Monday 12 March 2012

Managing Ageing Data

I had this discussion with several of my clients stating they have old data of hundreds of GB’s on their servers and they hardly require them once or twice a year or even not at all. Some of them state they have written DVD/CD’s of that data as backup, but that data still exists on Servers which they cannot delete as DVD/CD's are prone to failure. Those data is occupying a whole bunch of space on their servers which they can utilize in storing their current data. Don’t get me wrong those data are critically important data but storing everything on a single server doesn’t make sense. Adding more hard disk to the servers is definitely one of the options available, but I would rather implement a different system
Find out age of your data.
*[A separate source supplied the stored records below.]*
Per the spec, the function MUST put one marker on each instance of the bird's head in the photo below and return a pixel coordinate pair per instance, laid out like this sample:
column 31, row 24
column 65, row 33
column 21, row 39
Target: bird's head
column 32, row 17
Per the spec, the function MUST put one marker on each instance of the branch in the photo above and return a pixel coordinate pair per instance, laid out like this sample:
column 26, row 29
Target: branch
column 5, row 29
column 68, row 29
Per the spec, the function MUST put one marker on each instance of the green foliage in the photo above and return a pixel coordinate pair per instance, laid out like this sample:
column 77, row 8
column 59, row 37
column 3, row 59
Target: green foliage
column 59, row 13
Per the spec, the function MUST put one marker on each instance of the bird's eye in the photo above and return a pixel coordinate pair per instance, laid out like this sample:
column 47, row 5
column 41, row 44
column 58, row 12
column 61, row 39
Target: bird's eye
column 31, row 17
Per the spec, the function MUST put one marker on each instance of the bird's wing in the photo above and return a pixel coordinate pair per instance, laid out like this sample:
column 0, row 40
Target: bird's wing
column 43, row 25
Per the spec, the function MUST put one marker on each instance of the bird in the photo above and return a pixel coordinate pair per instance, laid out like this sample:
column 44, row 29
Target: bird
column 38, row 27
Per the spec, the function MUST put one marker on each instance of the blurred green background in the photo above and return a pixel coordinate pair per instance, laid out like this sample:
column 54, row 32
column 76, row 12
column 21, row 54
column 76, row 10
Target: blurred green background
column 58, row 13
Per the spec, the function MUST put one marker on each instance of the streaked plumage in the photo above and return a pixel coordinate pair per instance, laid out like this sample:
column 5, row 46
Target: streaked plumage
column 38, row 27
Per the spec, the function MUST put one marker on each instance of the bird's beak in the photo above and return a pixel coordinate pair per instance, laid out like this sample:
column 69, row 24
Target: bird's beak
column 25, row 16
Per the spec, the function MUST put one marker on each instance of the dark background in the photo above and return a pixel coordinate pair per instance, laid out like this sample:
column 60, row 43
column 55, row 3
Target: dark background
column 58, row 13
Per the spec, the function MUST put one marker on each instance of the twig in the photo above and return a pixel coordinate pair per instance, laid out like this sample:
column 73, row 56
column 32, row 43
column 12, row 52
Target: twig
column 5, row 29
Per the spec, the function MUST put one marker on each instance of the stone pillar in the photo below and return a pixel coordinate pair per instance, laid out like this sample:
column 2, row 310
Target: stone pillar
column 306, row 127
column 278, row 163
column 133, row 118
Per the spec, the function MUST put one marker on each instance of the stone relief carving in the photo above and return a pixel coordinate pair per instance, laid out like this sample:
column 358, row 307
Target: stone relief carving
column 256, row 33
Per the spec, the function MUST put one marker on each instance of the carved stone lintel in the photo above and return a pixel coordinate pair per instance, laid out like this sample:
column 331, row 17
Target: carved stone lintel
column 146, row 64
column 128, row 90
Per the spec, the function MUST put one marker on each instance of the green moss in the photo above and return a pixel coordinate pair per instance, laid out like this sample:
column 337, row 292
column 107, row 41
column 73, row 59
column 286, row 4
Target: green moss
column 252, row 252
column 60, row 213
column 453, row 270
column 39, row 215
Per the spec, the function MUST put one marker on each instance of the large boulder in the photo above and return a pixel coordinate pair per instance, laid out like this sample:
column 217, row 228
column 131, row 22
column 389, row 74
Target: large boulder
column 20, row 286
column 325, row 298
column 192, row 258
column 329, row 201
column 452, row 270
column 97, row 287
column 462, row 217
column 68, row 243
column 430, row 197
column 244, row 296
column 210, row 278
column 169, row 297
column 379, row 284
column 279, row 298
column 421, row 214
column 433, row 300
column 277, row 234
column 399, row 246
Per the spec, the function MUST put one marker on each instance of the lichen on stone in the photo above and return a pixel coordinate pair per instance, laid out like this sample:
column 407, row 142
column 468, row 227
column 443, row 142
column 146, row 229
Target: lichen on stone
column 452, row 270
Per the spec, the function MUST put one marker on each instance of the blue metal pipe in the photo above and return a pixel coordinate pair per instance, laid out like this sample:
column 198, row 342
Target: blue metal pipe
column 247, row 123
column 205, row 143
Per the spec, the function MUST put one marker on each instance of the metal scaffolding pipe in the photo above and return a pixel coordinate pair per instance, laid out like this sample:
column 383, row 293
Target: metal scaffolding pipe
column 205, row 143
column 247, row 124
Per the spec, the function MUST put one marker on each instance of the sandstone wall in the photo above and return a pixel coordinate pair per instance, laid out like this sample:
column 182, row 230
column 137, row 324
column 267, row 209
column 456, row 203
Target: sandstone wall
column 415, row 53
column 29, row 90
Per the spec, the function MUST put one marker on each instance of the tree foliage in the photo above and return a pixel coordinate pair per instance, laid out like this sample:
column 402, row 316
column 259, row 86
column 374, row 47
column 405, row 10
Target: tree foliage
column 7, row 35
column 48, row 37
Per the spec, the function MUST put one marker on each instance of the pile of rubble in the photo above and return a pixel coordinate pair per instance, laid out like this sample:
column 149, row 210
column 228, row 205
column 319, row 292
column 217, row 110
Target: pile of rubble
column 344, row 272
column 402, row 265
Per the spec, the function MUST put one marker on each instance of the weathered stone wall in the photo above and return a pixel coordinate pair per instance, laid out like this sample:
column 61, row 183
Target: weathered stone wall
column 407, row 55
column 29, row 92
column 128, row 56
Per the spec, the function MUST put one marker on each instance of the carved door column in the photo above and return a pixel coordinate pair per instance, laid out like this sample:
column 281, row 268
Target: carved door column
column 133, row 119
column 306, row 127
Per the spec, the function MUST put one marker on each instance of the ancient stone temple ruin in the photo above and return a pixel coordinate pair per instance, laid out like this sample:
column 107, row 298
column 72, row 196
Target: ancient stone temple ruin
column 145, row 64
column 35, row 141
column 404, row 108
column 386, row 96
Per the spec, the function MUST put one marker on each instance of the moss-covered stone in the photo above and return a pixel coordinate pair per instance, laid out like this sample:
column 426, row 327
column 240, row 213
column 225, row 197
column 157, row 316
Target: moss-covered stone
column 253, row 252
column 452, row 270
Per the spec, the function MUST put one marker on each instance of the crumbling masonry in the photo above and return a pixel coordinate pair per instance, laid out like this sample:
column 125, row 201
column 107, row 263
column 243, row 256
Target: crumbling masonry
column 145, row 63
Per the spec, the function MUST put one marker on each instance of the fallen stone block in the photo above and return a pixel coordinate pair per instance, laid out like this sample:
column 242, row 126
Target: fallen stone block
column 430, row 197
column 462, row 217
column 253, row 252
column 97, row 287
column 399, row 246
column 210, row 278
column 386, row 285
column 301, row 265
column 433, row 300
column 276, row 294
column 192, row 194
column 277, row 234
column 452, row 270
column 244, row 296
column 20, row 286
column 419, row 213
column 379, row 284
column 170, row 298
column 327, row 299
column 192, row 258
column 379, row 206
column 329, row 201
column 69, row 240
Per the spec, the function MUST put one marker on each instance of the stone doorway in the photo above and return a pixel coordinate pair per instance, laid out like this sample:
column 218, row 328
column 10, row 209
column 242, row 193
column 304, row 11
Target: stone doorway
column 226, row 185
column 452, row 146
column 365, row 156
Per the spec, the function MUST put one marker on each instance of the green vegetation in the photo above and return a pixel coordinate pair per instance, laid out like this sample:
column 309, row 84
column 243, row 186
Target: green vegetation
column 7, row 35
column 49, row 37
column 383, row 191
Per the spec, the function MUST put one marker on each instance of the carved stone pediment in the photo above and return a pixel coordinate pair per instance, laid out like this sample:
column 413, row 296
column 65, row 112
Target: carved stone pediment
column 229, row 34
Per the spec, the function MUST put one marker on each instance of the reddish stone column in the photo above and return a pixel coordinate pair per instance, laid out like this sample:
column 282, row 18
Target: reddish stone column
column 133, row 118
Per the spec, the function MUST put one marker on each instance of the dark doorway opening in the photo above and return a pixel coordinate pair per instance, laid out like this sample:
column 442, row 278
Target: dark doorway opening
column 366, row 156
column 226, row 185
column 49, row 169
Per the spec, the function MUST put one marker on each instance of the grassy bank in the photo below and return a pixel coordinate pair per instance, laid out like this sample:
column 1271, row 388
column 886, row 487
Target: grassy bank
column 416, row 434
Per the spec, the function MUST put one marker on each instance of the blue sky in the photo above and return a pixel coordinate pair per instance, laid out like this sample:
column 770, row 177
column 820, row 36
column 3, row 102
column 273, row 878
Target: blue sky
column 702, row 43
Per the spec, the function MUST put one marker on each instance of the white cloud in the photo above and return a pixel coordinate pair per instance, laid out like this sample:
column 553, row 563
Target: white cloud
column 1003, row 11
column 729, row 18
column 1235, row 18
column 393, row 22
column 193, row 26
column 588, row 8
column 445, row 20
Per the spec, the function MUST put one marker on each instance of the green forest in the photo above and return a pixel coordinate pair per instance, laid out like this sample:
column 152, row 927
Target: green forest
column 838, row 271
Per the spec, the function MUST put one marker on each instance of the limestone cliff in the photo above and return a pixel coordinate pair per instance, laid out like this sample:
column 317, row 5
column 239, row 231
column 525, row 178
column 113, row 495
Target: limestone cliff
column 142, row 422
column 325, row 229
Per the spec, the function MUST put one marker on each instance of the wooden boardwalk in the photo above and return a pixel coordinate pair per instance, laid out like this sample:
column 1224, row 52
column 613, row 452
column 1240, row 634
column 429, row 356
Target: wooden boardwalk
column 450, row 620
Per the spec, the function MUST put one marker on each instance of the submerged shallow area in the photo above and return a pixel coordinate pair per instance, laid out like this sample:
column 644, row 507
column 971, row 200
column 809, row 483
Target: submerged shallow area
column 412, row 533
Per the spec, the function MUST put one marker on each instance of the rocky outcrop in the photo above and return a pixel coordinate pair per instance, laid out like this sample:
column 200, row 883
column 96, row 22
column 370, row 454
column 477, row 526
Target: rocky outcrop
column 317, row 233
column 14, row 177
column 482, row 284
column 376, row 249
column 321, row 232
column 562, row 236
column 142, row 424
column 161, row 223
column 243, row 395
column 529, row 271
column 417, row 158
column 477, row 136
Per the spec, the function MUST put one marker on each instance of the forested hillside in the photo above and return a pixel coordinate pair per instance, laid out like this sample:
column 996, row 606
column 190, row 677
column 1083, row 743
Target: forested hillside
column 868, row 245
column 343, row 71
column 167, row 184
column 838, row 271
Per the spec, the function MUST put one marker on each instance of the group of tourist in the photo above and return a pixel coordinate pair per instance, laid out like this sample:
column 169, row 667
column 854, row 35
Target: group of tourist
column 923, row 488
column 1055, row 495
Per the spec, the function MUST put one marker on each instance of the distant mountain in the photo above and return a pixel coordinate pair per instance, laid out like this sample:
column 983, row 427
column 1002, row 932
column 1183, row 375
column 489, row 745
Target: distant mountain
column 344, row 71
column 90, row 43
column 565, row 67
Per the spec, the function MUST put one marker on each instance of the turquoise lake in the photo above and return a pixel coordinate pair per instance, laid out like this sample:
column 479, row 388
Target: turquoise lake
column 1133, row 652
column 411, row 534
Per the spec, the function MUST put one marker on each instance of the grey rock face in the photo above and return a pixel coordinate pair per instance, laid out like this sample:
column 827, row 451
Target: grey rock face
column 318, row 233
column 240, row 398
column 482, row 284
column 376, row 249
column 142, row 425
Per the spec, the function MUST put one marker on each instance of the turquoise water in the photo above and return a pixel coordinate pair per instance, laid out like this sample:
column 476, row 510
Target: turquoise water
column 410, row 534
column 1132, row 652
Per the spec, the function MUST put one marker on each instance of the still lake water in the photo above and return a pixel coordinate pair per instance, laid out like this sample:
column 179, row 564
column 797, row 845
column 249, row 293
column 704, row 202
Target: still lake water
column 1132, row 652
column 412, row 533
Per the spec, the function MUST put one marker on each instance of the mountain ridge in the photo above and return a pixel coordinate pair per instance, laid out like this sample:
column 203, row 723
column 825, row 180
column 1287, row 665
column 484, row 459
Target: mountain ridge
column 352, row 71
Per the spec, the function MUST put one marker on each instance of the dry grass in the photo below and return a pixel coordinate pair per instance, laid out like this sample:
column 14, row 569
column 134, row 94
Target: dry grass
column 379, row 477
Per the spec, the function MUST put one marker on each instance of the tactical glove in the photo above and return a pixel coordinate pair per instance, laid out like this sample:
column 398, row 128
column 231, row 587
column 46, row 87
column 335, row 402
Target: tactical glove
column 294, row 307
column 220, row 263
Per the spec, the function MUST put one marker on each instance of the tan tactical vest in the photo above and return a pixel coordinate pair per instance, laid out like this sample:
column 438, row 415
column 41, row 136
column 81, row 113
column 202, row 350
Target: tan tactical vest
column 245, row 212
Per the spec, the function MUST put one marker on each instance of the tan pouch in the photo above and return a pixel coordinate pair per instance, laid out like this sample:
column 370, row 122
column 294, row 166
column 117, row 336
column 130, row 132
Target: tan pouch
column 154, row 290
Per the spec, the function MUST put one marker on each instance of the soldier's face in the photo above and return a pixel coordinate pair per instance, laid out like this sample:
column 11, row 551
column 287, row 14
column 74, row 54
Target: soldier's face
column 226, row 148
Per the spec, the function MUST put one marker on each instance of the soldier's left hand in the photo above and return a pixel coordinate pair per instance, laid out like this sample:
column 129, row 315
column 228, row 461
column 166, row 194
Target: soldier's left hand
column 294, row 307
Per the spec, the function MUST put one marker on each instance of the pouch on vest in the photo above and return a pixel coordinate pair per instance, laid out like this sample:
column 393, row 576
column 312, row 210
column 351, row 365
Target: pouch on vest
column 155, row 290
There can be
a)      Young data
b)      Old data

Young data is the one which is highly valued and may be required to access almost everyday or fortnight.

Old data is the one which is critical but may not be required in daily functioning i.e. data that is year or 2 years or more older.

For e.g. Accounting data which is current and previous year can fall in category of Young data.
Data which is older than 2years can be considered as Old data.
We are supposed to maintain those data for taxation and government rules. Next step is how to get a system which takes care of both Young and Old data.

The Solution

As we saw there are multiple tiers of data.
Young Data can be stored on higher performance servers or devices.
Old Data can be moved to less expensive or slow performing servers / devices.

The following shall be benefits of this solution



ü  Save Costs
ü  Gives faster access to young data
ü  Better security both for young and old data rather than relying on
    DVD/CD’s or any other failure prone devices.
ü  Access to both of your data anytime you require.
ü  Reduce backup time as Old data does not change frequently so you
    can take backup of the same once a month or once every quarter.

Maybe currently you are treating all data equally and storing them all on one data. Imagine, if a disaster occurs on your server, you might loose everything. Again, we increase overload on the server by storing everything on that same machine.
We have to learn to implement a system which shall differentiate between ageing of data.